Location
- Country: United States
- State: Texas
- County: Nueces County

Physical characteristics
- • location: Nueces Bay
- • coordinates: 27°52′16″N 97°30′58″W﻿ / ﻿27.871°N 97.516°W

= Rincon Bayou =

Rincon Bayou is in the Nueces River delta, and located northwest of Corpus Christi. The Rincon Bayou is subject to freshwater inundation following seasonal rainfall events farther inland along the Nueces River. The freshwater inundation provides the bayou with nutrients and enough fresh water to remove the saline water from the estuarine system. In 1984, though, the United States Bureau of Reclamation built a dam along the Frio River to create Choke Canyon Reservoir, which has consequently caused a decrease in freshwater flow into the Rincon Bayou.
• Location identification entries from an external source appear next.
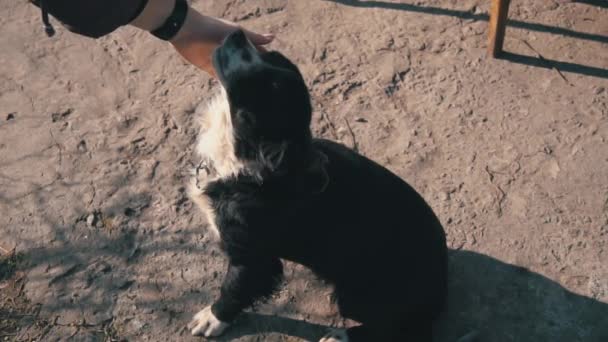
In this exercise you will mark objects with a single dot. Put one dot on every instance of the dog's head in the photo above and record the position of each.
(269, 101)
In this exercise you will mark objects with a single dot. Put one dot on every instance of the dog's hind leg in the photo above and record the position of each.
(243, 285)
(388, 333)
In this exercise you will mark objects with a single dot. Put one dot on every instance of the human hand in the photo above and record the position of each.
(201, 34)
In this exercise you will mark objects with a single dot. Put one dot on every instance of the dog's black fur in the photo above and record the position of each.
(320, 204)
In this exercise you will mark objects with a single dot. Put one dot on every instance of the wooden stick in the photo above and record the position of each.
(498, 24)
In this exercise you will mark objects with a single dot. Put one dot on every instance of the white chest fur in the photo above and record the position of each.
(215, 144)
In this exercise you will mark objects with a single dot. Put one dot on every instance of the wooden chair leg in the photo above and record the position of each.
(498, 23)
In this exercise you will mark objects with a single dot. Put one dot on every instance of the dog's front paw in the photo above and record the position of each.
(336, 335)
(205, 323)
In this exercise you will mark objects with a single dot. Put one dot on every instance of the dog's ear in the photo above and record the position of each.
(271, 155)
(314, 179)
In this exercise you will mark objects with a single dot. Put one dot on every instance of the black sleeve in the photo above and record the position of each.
(93, 18)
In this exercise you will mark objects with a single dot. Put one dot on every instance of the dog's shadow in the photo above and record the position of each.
(502, 302)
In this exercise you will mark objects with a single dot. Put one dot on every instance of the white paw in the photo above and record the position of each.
(205, 323)
(336, 335)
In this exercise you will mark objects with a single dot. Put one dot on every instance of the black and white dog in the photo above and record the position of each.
(272, 192)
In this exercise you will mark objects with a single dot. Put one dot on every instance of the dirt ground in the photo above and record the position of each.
(100, 243)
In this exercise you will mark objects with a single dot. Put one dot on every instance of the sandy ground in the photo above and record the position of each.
(96, 141)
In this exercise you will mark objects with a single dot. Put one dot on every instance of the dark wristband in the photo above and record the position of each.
(174, 23)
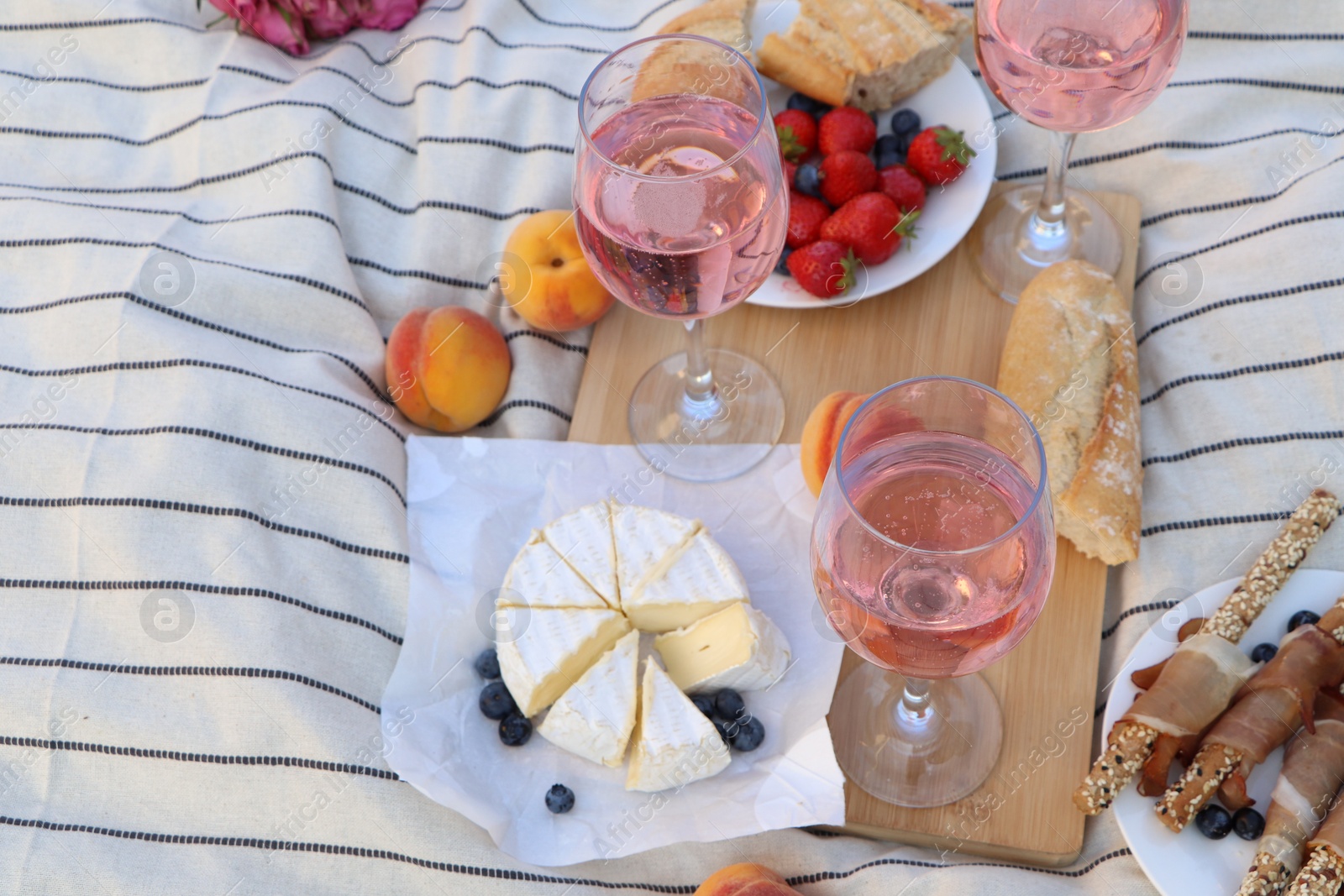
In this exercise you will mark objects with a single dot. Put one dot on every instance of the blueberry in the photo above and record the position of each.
(749, 735)
(488, 665)
(559, 799)
(1263, 652)
(1249, 824)
(808, 103)
(887, 152)
(1301, 618)
(515, 730)
(905, 123)
(496, 701)
(1214, 821)
(808, 181)
(729, 705)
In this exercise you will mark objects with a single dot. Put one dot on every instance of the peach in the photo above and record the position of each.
(554, 289)
(447, 367)
(745, 879)
(822, 434)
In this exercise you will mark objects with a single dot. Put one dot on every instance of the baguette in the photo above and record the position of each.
(1072, 364)
(864, 53)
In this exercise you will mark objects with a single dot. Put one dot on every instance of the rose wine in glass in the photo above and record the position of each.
(682, 210)
(933, 550)
(1068, 66)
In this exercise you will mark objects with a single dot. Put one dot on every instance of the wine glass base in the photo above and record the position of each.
(916, 766)
(1010, 258)
(714, 439)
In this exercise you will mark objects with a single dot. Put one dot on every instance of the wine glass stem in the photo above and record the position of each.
(702, 399)
(1048, 228)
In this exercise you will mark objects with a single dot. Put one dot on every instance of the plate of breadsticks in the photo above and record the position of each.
(1225, 752)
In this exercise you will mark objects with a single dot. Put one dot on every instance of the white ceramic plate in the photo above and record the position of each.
(956, 100)
(1189, 862)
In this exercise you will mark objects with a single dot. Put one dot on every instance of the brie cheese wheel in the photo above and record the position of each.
(541, 578)
(543, 651)
(675, 741)
(645, 542)
(596, 716)
(734, 647)
(584, 539)
(699, 579)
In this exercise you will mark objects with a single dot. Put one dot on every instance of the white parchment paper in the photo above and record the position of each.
(472, 506)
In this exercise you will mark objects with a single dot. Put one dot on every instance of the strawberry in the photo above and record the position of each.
(844, 175)
(806, 217)
(846, 128)
(824, 269)
(904, 186)
(797, 134)
(940, 155)
(871, 224)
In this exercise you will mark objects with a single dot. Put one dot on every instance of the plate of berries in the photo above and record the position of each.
(877, 201)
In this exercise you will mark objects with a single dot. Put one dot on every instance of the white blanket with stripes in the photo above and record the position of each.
(203, 580)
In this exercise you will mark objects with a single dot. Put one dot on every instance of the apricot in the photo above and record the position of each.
(554, 288)
(822, 434)
(447, 367)
(745, 879)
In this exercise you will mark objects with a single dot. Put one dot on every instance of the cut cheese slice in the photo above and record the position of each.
(541, 578)
(584, 539)
(675, 741)
(701, 579)
(734, 647)
(645, 542)
(543, 651)
(596, 716)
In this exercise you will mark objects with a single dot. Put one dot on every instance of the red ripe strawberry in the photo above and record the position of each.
(904, 186)
(824, 269)
(797, 132)
(806, 217)
(846, 128)
(871, 226)
(844, 175)
(940, 155)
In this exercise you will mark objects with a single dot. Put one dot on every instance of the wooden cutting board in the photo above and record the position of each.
(945, 322)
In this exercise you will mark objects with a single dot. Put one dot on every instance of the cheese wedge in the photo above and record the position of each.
(645, 542)
(541, 578)
(596, 716)
(584, 539)
(734, 647)
(675, 741)
(701, 579)
(544, 651)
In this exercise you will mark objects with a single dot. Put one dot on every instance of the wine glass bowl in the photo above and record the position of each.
(1068, 66)
(933, 551)
(682, 208)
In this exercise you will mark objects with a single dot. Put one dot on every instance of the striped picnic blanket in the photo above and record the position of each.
(202, 485)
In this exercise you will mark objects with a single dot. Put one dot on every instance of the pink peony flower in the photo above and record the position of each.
(270, 22)
(387, 15)
(328, 18)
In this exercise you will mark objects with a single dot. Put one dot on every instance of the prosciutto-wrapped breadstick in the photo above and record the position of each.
(1324, 868)
(1269, 710)
(1207, 669)
(1314, 770)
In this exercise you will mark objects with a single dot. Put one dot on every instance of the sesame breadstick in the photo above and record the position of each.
(1131, 741)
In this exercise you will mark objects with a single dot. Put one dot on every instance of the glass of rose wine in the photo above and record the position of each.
(933, 547)
(1068, 66)
(682, 211)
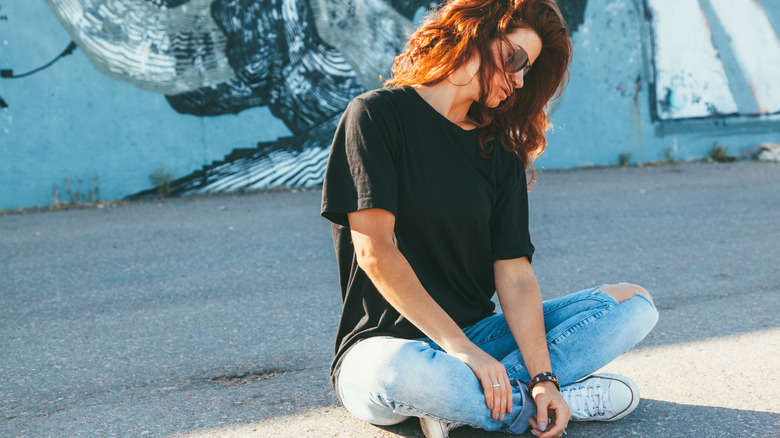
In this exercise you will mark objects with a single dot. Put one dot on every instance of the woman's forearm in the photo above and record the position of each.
(521, 302)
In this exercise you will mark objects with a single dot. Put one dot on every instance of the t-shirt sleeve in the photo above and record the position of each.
(361, 169)
(509, 233)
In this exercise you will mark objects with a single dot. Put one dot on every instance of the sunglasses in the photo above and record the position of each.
(517, 61)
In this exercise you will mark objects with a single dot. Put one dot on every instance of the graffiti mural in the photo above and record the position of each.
(707, 60)
(305, 60)
(220, 74)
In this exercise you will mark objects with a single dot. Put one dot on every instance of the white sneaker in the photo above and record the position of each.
(601, 397)
(437, 429)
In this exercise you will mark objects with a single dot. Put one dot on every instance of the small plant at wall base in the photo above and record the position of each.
(75, 196)
(162, 179)
(719, 153)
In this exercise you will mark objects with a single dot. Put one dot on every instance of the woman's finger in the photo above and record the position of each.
(499, 392)
(509, 398)
(487, 388)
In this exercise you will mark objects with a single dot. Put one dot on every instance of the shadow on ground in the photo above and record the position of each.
(653, 418)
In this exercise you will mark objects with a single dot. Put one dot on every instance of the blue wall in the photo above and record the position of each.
(72, 122)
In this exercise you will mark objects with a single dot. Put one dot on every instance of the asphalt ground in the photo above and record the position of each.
(215, 317)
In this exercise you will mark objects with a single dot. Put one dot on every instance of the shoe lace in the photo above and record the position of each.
(586, 400)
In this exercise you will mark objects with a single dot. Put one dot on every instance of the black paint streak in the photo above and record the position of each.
(168, 3)
(280, 62)
(573, 12)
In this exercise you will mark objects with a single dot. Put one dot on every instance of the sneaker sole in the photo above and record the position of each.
(432, 428)
(634, 394)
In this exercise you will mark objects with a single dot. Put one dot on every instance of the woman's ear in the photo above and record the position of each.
(472, 65)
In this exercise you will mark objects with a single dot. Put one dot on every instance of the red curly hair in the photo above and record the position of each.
(452, 34)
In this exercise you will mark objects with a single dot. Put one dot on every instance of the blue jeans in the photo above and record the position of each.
(385, 380)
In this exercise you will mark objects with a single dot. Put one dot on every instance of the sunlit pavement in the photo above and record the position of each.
(215, 317)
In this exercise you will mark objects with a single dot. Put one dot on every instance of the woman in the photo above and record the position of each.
(427, 192)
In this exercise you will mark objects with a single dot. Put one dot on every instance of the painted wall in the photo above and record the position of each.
(245, 94)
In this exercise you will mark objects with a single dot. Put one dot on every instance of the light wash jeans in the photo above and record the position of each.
(385, 380)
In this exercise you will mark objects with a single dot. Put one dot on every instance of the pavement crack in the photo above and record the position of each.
(236, 379)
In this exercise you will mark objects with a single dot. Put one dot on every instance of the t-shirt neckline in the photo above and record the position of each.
(441, 116)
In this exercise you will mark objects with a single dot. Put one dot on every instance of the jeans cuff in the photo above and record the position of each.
(520, 423)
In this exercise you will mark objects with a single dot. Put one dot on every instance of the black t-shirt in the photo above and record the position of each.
(455, 211)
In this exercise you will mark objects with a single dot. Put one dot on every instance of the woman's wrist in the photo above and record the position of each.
(547, 377)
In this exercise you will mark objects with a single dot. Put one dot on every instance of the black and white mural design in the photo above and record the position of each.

This decrease has affected the wetland plant and macroinvertebrate communities. The hypersaline condition makes it difficult for plants to produce seeds and for the seeds to germinate. As part of an effort for the Rincon Bayou–Nueces Marsh Wetlands Restoration and Enhancement Project, the Bureau of Reclamation has created a channel between the Nueces River and the Rincon Bayou. It is located just east of US 77 and extends 900 ft to the bayou. The purpose of the channel is to increase the freshwater inflow into the bayou. A second channel was cut within the bayou in an effort to increase the freshwater flow to an area dominated by sand and mud flats. The increase in freshwater flow should help re-establish the vegetative community.